Jonathan Sterne in the book The Audible Past accounts for the conditions in which the birth of sound reproduction technologies at the end of the nineteenth century arose. He emphasizes there the transformations that, across the late nineteenth century, had taken place and had already altered the way listening was being performed.
Thus, new technologies of sound reproduction, apart from expanding the range of possible sound to be produced and proliferated, were part in the development of new competences and new sensibilities. Sterne elaborates on this emergence through what he labels Audile Technique. 1 p. 154]

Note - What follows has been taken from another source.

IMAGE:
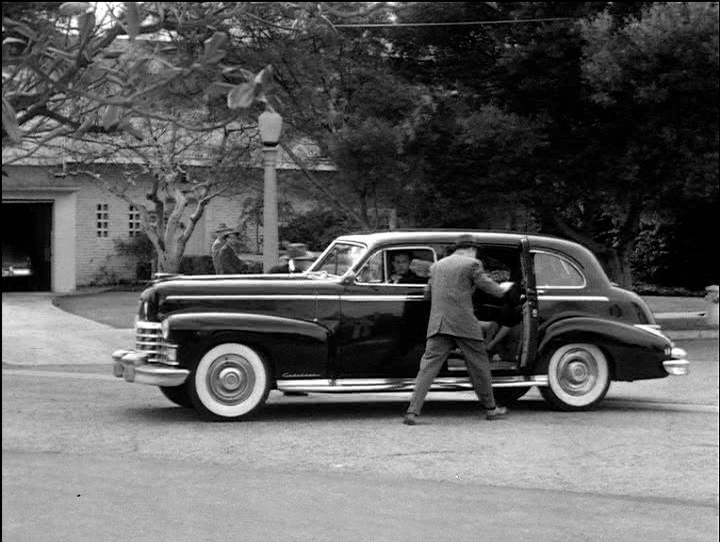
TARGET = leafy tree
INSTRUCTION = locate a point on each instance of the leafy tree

As sound ceased to be necessarily anchored in a subject that produces it, new skills and modes of attending to sound ensued. These modes encompassed the ‘separation of hearing from the other senses’ as well as the ‘connection between sound, listening and rationality’ (p. 154), the ‘focus on detail’ (p.157), the possibility to conceive of a ‘reconstruction of acoustic space’ and the consolidation of a ‘private acoustic space’ (p.160). The disappearance of the subject as a necessary condition to which sound was attributed was thus essential for what Sterne also labels the shift towards a tympanic paradigm, in which the focus of technology moved towards the ear, prompting further alterations in the ways in which attention to sound developed later on.
Melissa van Drie on the birth of the Théâtrophone and the origin of new listening configurations
Brian Kane on Sterne’s Audile Techniques. Source: West Den Haag / Vimeo
Gabriel Paiuk (2021): Sound Theory (The Clouds)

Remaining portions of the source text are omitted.